Companies aren’t doing a very good job of developing people, and because of this, they look outside all too often rather than promote from within. Employees, in turn, don’t have much loyalty to their employer and are all too willing to chuck whatever job they have for something that sounds or looks better.

It’s a vicious cycle, and a big reason why engagement number are so terrible in America today, and it is going to take a big commitment from the business community — mainly, more investment in training and raising pay levels — to get us out of it.

But, do you see the great majority of companies doing this? I wish I could say “yes,” but really, the answer is still “no.”

Until businesses feel they really need to pay and treat employees better, and that it is in their best interest to do so, we will probably see a lot more surveys with numbers similar to this one.

The four-letter word that is really driving engagement

Of course, there’s more than just bad workplace survey numbers in  the news this week. Here are some HR and workplace-related items you may have missed. This is TLNT’s weekly round-up of news, trends, and insights from the world of talent management. I do it so you don’t have to.
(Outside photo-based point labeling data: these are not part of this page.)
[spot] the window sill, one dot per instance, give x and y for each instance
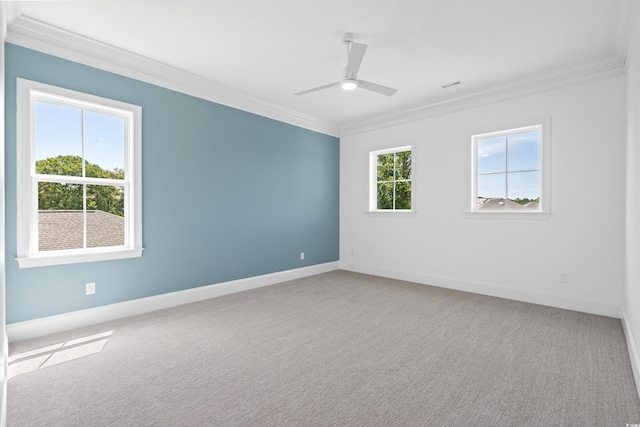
(394, 214)
(543, 216)
(74, 258)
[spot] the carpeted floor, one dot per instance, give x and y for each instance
(337, 349)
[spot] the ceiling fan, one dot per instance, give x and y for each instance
(355, 54)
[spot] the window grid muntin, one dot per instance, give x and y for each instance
(83, 106)
(507, 133)
(374, 197)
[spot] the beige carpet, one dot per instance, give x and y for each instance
(337, 349)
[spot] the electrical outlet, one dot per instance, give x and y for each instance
(90, 288)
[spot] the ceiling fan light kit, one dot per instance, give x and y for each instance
(348, 84)
(355, 54)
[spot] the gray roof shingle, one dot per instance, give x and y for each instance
(63, 229)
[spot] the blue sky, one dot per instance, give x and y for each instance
(509, 164)
(59, 132)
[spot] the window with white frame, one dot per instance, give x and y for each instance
(510, 170)
(391, 185)
(79, 177)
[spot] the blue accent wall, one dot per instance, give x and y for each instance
(226, 195)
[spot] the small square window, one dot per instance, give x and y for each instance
(391, 180)
(510, 170)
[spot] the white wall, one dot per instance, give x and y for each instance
(4, 346)
(518, 259)
(632, 286)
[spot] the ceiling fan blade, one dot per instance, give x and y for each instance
(374, 87)
(356, 54)
(304, 92)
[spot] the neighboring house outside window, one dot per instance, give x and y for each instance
(391, 180)
(79, 177)
(510, 170)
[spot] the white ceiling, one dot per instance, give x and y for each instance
(272, 49)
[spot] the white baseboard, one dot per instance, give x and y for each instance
(568, 302)
(76, 319)
(634, 357)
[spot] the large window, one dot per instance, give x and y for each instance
(509, 172)
(79, 178)
(391, 180)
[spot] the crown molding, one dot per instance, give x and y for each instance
(37, 35)
(577, 73)
(626, 18)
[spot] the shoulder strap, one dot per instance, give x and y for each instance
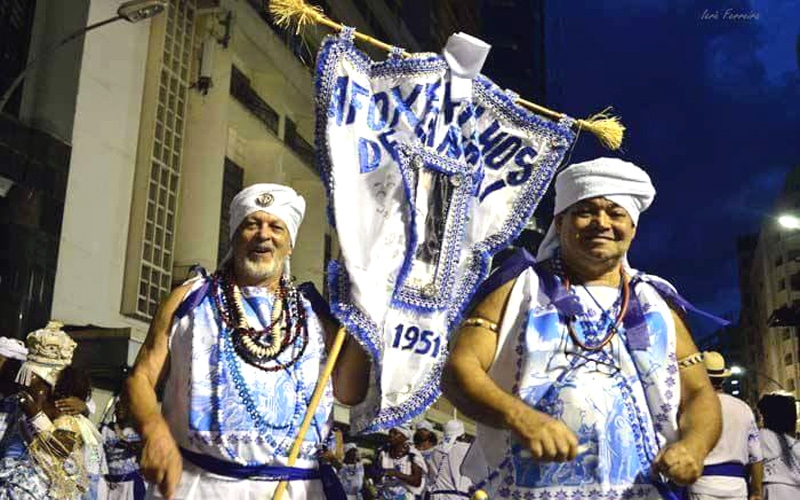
(318, 303)
(512, 267)
(193, 299)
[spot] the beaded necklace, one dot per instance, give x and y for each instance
(611, 331)
(261, 348)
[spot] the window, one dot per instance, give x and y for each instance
(153, 236)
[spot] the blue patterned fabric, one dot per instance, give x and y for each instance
(621, 402)
(218, 405)
(422, 189)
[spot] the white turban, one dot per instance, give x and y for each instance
(424, 425)
(50, 350)
(13, 349)
(619, 181)
(281, 201)
(407, 432)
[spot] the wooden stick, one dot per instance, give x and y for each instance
(336, 348)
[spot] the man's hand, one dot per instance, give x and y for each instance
(71, 406)
(680, 462)
(548, 439)
(161, 462)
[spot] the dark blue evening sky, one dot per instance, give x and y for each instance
(712, 107)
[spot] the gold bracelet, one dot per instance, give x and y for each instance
(481, 323)
(692, 360)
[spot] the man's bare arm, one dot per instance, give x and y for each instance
(161, 462)
(700, 414)
(465, 380)
(700, 417)
(351, 375)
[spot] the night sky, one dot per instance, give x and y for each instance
(712, 108)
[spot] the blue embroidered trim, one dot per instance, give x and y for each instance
(435, 298)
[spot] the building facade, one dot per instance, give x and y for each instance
(123, 150)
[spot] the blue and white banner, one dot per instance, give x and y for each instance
(423, 190)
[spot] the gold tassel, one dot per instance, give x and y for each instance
(606, 127)
(287, 11)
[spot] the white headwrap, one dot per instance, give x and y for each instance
(281, 201)
(424, 425)
(13, 349)
(619, 181)
(50, 350)
(453, 430)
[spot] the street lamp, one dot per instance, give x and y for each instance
(132, 11)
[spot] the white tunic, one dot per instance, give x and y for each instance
(444, 472)
(218, 405)
(781, 466)
(738, 443)
(620, 402)
(395, 489)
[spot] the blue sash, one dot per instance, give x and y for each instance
(136, 477)
(448, 492)
(729, 469)
(330, 482)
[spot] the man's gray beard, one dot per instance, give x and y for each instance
(259, 272)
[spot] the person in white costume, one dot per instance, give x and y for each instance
(351, 472)
(12, 354)
(735, 462)
(403, 468)
(577, 366)
(240, 353)
(780, 446)
(444, 467)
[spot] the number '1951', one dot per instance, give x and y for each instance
(420, 342)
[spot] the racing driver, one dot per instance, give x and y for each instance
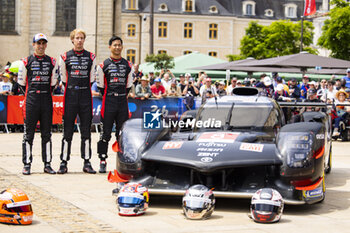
(114, 80)
(77, 70)
(38, 75)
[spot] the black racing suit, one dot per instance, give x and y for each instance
(115, 78)
(77, 70)
(39, 76)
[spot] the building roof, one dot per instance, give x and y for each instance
(224, 7)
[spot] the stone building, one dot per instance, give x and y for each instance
(213, 27)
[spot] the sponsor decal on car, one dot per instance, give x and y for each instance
(172, 145)
(316, 193)
(218, 137)
(206, 159)
(251, 147)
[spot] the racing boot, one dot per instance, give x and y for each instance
(87, 167)
(48, 169)
(63, 168)
(26, 169)
(103, 166)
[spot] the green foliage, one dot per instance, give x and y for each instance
(336, 31)
(280, 38)
(161, 61)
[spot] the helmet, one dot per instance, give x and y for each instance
(15, 207)
(198, 202)
(266, 206)
(133, 199)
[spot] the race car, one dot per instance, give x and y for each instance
(232, 144)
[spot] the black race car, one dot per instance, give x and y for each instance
(234, 144)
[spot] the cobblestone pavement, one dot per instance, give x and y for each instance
(79, 202)
(62, 215)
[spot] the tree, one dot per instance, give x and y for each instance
(280, 38)
(336, 31)
(161, 61)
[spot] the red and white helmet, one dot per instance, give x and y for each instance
(266, 206)
(132, 200)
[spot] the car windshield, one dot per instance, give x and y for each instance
(237, 116)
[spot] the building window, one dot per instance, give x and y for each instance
(213, 9)
(213, 54)
(248, 7)
(162, 29)
(189, 6)
(188, 30)
(7, 16)
(131, 55)
(131, 4)
(131, 30)
(163, 7)
(66, 15)
(290, 10)
(213, 31)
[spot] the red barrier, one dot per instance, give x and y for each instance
(15, 109)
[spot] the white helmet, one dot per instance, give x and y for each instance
(198, 202)
(266, 206)
(133, 199)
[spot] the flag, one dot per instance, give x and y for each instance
(310, 7)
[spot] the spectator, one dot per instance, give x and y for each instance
(151, 78)
(266, 87)
(143, 90)
(280, 93)
(337, 84)
(322, 89)
(136, 75)
(221, 90)
(173, 90)
(158, 91)
(294, 90)
(182, 83)
(166, 81)
(190, 88)
(329, 94)
(207, 91)
(347, 78)
(232, 86)
(5, 85)
(94, 90)
(279, 80)
(342, 111)
(304, 87)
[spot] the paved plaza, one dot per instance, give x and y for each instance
(79, 202)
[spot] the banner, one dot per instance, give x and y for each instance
(3, 109)
(310, 7)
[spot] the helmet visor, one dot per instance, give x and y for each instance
(20, 209)
(265, 208)
(195, 203)
(129, 200)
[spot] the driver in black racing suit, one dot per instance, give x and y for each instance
(77, 70)
(114, 80)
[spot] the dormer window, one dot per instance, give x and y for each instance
(163, 7)
(269, 13)
(248, 7)
(290, 10)
(213, 9)
(131, 4)
(188, 5)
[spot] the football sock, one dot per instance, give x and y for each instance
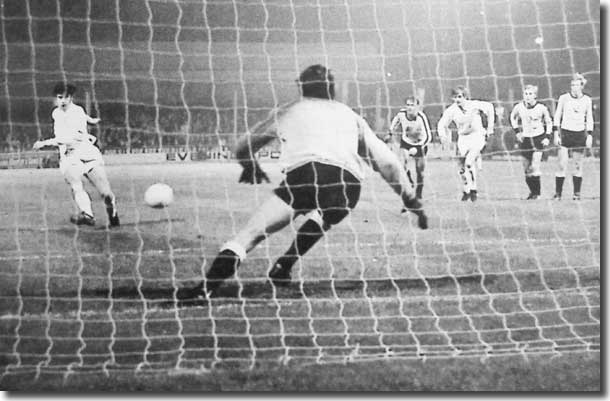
(110, 205)
(577, 181)
(307, 236)
(420, 185)
(465, 180)
(409, 177)
(559, 185)
(530, 183)
(83, 202)
(536, 187)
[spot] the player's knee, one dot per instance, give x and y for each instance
(108, 199)
(331, 217)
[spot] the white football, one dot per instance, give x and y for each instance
(159, 195)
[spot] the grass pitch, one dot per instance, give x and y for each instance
(502, 294)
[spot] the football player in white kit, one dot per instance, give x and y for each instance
(324, 146)
(78, 156)
(465, 114)
(533, 126)
(414, 132)
(573, 132)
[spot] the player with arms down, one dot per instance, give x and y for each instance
(532, 124)
(324, 146)
(414, 130)
(78, 155)
(573, 129)
(472, 135)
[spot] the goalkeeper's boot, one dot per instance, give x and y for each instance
(223, 267)
(415, 206)
(113, 216)
(280, 275)
(473, 195)
(82, 219)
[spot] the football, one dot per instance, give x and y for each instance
(159, 195)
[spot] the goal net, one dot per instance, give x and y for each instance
(500, 277)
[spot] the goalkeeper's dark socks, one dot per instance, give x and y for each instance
(577, 182)
(223, 267)
(559, 186)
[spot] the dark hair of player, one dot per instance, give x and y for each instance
(460, 90)
(412, 99)
(64, 88)
(317, 81)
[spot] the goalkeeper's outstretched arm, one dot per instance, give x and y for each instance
(261, 134)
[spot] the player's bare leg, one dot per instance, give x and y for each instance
(73, 176)
(578, 158)
(466, 179)
(535, 173)
(420, 167)
(307, 236)
(563, 158)
(471, 171)
(273, 215)
(99, 179)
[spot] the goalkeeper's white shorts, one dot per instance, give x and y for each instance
(80, 161)
(471, 143)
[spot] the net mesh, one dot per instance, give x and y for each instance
(504, 278)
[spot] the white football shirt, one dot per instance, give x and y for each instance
(467, 119)
(534, 120)
(574, 114)
(70, 129)
(323, 131)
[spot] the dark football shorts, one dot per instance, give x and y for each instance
(317, 186)
(421, 150)
(532, 143)
(574, 140)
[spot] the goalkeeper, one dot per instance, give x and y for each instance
(78, 155)
(324, 145)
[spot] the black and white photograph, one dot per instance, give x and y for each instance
(301, 196)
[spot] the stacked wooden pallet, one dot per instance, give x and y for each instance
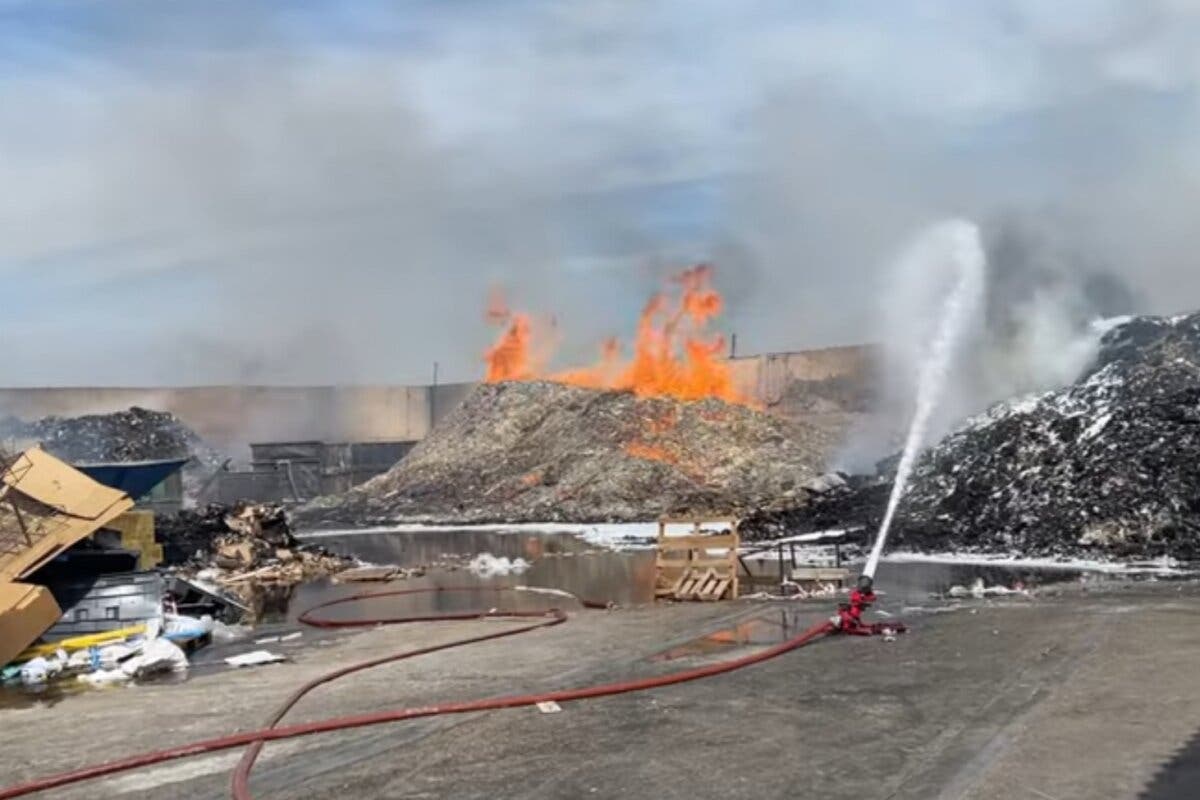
(700, 565)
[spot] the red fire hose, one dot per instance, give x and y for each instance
(273, 732)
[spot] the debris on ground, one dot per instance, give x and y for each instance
(538, 451)
(979, 590)
(486, 565)
(370, 573)
(240, 549)
(1103, 468)
(255, 659)
(130, 435)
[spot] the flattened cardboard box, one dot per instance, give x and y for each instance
(46, 506)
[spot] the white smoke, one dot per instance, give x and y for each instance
(952, 250)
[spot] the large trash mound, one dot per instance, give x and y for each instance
(537, 451)
(1107, 467)
(129, 435)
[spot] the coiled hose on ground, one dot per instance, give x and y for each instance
(255, 740)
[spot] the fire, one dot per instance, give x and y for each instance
(651, 452)
(673, 354)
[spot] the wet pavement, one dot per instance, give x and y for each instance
(558, 561)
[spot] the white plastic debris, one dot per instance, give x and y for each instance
(487, 565)
(103, 677)
(39, 671)
(156, 656)
(180, 626)
(222, 632)
(255, 659)
(978, 590)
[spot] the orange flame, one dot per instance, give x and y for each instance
(673, 355)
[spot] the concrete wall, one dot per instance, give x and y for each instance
(232, 416)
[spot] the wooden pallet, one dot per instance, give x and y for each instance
(699, 565)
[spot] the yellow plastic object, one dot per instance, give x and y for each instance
(137, 534)
(81, 642)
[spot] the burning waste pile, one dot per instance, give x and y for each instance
(131, 435)
(243, 548)
(1105, 467)
(663, 431)
(539, 451)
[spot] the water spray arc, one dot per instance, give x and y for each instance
(957, 242)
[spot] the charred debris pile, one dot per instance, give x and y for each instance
(1105, 467)
(130, 435)
(539, 451)
(243, 548)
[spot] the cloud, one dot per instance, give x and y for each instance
(318, 194)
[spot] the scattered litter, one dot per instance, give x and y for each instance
(487, 565)
(255, 659)
(39, 671)
(179, 627)
(156, 656)
(541, 590)
(978, 590)
(222, 632)
(366, 573)
(103, 677)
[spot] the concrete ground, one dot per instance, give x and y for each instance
(1073, 695)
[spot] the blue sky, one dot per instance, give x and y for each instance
(313, 192)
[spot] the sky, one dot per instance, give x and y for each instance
(225, 191)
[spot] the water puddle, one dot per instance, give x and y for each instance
(760, 631)
(556, 561)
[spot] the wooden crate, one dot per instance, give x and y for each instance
(697, 565)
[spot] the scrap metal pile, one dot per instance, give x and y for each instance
(130, 435)
(540, 451)
(243, 548)
(1105, 467)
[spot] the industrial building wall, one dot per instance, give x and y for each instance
(232, 416)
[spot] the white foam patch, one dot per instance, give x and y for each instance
(633, 535)
(1162, 566)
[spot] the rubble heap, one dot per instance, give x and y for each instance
(1103, 468)
(537, 451)
(133, 434)
(243, 546)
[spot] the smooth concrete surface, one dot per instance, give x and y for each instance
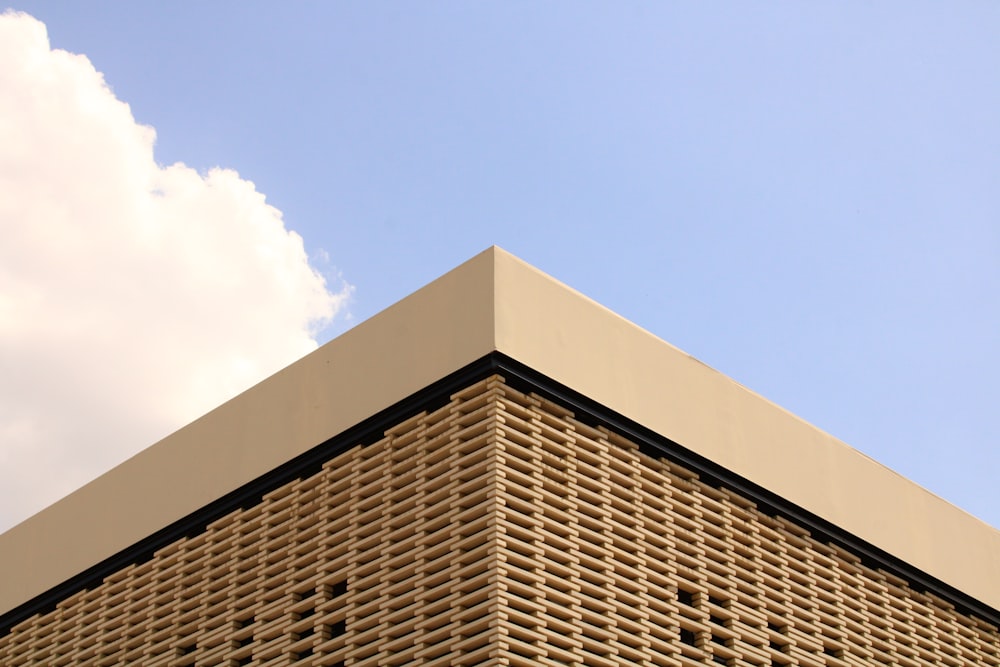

  • When applicants should walk away from a job offer. Recruiters and hiring managers need to pay attention to this: Liz Ryan has an article on telling job seekers when they should walk away from a job offer. It is great for those who hire people to read, because my guess is that we will be seeing many more people walk away from job offers as the economy continues to improve. As Liz says, “It’s very hard for a person who isn’t working to imagine that there are jobs not worth taking. At the same time, it’s critical to set a floor for yourself. If you become the doormat job-seeker — and there are a lot of them out there — the worst employers in the market will find you, and they’ll exploit your vulnerability. … No employer on earth will value you more than you value yourself.”
  • What are the real drivers of employee engagement? According to this story in Fast Company, engagement is all about love. As the author says, “what workers across the globe need in order to thrive and exceptionally perform in their jobs is love. The use of the word “love” is, of course, a huge taboo in the context of business and management. But as you read on, you’ll soon see that the love I’m referring to has nothing to do with romance, sex, or religion. The love I’m speaking of relates to the experience of positive emotions — the foundation of human motivation.”
  • Your happy employees may actually be faking it. If your workforce seems happy, well, maybe they are — but maybe they’re really faking it and acting like they’re enthusiastic. As The Wall Street Journal points out, “Science has seemingly proven what many workers know all too well: Employees fake a positive outlook when the boss is around. In a recent study, employees reported that they tended to put on smiles and feign upbeat emotions during meetings when higher-ups were in the room. By contrast, when workers hold meetings with peers or with lower-status employees, they tend to express themselves more honestly, the researchers found. The study is currently a working paper that is under peer review at the Journal of Occupational and Organizational Psychology.”
  • A split verdict on the employee work-life balance. It’s not surprising that employers and employees don’t see the value of flexible work arrangements in the same way, but as Fast Company reports, the split is a pretty big one. Employees see the workplace continuing to erode their private lives, while HR views flex work as good for the company and the employee, too. “For most organizations, the work of the company takes priority over the life of the individual,” says Cheryl Palmer, the owner of coaching firm Call to Career. “Human resources takes the position that work needs to be done regardless of the impact on the employee’s personal life.” This is at odds with employees who want a distinction between their work lives and their personal lives, she says, and by virtue of leaving the office, leave the cares and commitments behind. This is exacerbated by company cultures that support workaholism, not a balanced life, says Palmer.